Objectives: As the main pathway for the clearance of radiopharmaceutical from the body, kidney is a dose-limiting organ in medical application of radionuclides. Because of its unique physiology, radioactivity is seen to concentrate on kidney nonuniformly. This nonuniformity can be considered in nephron microstructures. A microdosimetry model of kidney is necessary to include the nonuniform distribution in internal radiation dosimetry.
Method: Implementing the microdosimetry model requires, first, a geometry phantom of nephrons. Stylized phantoms cannot distribute activities inside nephron compartments nonuniformly. A phantom of nephron was generated by a preliminary three-dimensional graphic model and was converted to a proper format of digital phantom. The phantom was fed to GATE Monte Carlo toolkits. Simulations were performed and S-values for five radionuclides (Tc-99m, In-111, Lu-177, Ac-225 and Bi-212) were calculated and compared with corresponding results published in the literature derived with a stylized phantom of nephron.
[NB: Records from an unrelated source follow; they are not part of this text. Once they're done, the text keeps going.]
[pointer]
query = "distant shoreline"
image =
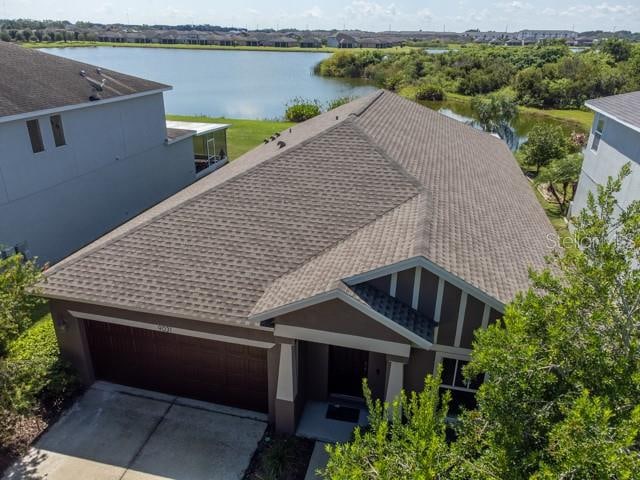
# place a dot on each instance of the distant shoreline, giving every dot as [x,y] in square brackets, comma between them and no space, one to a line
[184,46]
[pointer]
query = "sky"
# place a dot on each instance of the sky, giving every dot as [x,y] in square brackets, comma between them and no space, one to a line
[375,15]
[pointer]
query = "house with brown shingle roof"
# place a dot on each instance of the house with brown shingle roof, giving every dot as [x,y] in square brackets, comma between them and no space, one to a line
[368,242]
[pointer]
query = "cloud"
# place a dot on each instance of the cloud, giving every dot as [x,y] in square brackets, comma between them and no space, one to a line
[424,14]
[514,6]
[371,10]
[600,11]
[313,12]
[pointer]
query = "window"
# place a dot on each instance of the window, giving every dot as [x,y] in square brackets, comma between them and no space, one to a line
[462,390]
[58,131]
[597,134]
[33,126]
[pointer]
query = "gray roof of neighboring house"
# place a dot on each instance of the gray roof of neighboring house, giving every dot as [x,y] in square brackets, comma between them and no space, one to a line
[31,80]
[387,181]
[624,108]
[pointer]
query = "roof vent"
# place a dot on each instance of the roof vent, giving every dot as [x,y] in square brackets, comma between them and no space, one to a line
[98,86]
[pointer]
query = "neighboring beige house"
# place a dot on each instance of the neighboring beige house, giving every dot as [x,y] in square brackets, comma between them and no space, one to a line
[369,242]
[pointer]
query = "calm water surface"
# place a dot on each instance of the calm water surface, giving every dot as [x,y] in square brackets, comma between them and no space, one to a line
[223,83]
[518,129]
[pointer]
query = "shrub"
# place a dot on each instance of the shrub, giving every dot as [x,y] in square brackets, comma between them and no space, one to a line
[33,372]
[17,277]
[338,102]
[300,109]
[429,91]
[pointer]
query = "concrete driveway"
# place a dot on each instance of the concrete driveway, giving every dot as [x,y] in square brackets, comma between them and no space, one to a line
[118,433]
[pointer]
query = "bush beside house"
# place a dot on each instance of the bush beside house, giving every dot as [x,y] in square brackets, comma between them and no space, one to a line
[34,381]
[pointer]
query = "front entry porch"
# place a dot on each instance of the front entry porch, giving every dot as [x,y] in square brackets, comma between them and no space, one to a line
[319,393]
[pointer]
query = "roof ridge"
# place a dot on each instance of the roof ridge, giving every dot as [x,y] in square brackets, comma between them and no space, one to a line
[335,245]
[364,108]
[63,265]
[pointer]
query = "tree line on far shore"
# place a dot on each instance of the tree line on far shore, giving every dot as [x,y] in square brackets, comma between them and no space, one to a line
[548,75]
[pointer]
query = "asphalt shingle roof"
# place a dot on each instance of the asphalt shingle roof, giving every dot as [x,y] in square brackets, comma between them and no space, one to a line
[624,107]
[31,80]
[372,183]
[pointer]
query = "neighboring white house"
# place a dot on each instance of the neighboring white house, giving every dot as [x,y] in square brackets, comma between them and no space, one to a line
[614,141]
[82,150]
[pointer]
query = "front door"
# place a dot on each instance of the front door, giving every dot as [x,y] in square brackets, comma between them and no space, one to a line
[347,368]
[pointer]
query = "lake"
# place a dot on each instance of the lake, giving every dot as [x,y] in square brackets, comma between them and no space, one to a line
[223,83]
[518,129]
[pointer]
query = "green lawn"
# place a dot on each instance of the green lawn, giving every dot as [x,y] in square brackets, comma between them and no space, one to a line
[584,118]
[243,135]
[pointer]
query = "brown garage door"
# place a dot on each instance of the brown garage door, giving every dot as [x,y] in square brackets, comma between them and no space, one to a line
[192,367]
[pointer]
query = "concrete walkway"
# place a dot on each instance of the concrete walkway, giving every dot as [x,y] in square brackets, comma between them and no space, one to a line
[118,433]
[319,458]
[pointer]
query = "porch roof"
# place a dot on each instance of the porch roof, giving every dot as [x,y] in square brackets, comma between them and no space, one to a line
[200,128]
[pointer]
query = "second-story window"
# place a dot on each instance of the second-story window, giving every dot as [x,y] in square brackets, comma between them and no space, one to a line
[462,390]
[58,131]
[35,135]
[597,134]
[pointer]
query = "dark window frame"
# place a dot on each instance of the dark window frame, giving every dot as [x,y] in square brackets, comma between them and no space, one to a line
[35,135]
[453,381]
[597,133]
[58,130]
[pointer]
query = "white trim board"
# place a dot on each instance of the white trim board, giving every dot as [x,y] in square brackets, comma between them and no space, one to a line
[343,340]
[157,327]
[66,108]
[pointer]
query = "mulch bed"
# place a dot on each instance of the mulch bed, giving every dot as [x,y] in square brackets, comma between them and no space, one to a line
[19,432]
[280,457]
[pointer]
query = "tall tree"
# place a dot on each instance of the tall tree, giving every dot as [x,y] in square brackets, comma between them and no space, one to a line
[17,300]
[561,176]
[545,143]
[561,397]
[494,111]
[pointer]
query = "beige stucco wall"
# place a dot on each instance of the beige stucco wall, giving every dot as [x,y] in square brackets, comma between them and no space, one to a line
[337,316]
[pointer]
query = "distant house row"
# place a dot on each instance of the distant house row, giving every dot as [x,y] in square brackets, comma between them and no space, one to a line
[249,39]
[168,37]
[527,37]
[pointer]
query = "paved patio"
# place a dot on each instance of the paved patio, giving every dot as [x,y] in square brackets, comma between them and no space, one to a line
[114,433]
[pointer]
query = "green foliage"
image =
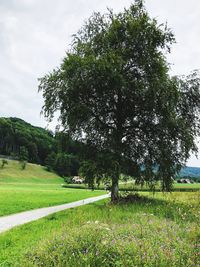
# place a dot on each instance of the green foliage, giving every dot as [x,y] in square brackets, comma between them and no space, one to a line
[3,163]
[113,90]
[66,164]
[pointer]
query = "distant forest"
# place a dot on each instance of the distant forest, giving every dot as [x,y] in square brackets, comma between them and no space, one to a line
[58,152]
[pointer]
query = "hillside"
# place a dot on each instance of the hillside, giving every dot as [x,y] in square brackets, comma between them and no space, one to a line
[16,134]
[33,173]
[190,172]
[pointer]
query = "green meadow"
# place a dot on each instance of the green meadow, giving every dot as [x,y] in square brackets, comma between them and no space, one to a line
[33,188]
[159,230]
[143,230]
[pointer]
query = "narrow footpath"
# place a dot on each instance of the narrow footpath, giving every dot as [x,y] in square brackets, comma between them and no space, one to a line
[10,221]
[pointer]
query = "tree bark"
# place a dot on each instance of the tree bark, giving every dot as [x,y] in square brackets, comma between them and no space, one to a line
[115,189]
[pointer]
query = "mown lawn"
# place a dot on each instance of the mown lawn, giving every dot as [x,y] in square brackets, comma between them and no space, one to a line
[33,188]
[151,231]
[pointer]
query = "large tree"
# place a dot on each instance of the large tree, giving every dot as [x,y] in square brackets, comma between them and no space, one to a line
[114,91]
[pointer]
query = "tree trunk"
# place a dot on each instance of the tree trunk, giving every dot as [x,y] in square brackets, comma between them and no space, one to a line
[115,189]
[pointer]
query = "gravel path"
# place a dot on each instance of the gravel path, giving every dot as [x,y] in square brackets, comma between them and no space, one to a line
[10,221]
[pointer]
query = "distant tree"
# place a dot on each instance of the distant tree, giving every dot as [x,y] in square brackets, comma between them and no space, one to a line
[66,164]
[114,91]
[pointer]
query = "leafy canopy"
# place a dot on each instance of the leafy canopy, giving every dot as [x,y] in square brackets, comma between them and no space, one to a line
[113,91]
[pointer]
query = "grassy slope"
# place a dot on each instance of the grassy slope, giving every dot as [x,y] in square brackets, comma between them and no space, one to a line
[33,173]
[33,188]
[162,230]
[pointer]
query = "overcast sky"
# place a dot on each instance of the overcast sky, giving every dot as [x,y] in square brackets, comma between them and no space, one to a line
[34,35]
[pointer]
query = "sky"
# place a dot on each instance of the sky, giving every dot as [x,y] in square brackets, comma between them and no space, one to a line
[35,34]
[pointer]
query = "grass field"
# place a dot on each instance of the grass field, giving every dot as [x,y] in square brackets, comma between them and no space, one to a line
[152,231]
[33,188]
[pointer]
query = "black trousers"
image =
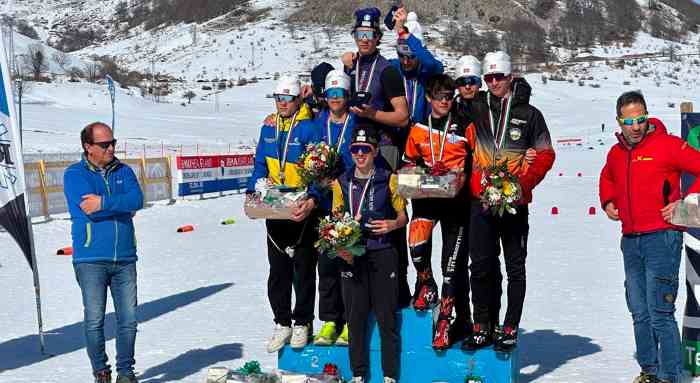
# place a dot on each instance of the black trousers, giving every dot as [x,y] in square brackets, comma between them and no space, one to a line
[330,297]
[297,272]
[488,233]
[453,216]
[370,285]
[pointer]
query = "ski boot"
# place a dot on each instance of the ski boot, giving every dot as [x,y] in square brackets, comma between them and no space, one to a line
[481,337]
[127,379]
[506,339]
[104,376]
[441,336]
[426,292]
[344,337]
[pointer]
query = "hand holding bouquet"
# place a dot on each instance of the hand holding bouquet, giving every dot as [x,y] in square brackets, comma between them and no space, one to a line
[318,164]
[501,190]
[340,235]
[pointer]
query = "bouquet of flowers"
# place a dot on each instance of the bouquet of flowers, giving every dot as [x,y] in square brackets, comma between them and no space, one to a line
[318,164]
[272,201]
[501,190]
[340,233]
[437,182]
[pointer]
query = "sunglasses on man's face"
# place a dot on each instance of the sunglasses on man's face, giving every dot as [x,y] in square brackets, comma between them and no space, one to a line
[284,98]
[106,144]
[633,120]
[498,77]
[361,149]
[335,93]
[442,96]
[467,81]
[364,35]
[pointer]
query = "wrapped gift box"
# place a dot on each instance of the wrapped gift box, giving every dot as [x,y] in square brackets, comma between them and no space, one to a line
[687,212]
[416,183]
[273,203]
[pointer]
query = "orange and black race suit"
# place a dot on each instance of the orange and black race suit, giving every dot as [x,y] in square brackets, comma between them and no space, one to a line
[451,149]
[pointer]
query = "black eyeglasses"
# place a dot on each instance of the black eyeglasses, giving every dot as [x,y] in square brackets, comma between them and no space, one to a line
[106,144]
[466,81]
Activity was distributed nonuniformly according to the kinetics of two mainly used diagnostic tracers (diethylenetriaminepetaacetate and ethylenedicysteine) and absorbed dose of nephron cells were calculated.
Results: A good correlation was shown between the generated phantom microdosimetry model and stylized model and revealed the phantom can be used for future microdosimetry studies of kidney to evaluate radiobiological effects of internal radiation from various diagnostic and therapeutic radiopharmaceuticals. Absorbed dose of cells for nonuniform distribution showed that some cells in a nephron compartment receive higher dose than (more than two-fold) that of compartment average dose.
Conclusion: Average dose of nephron is not a reliable parameter for nephrotoxicity evaluation.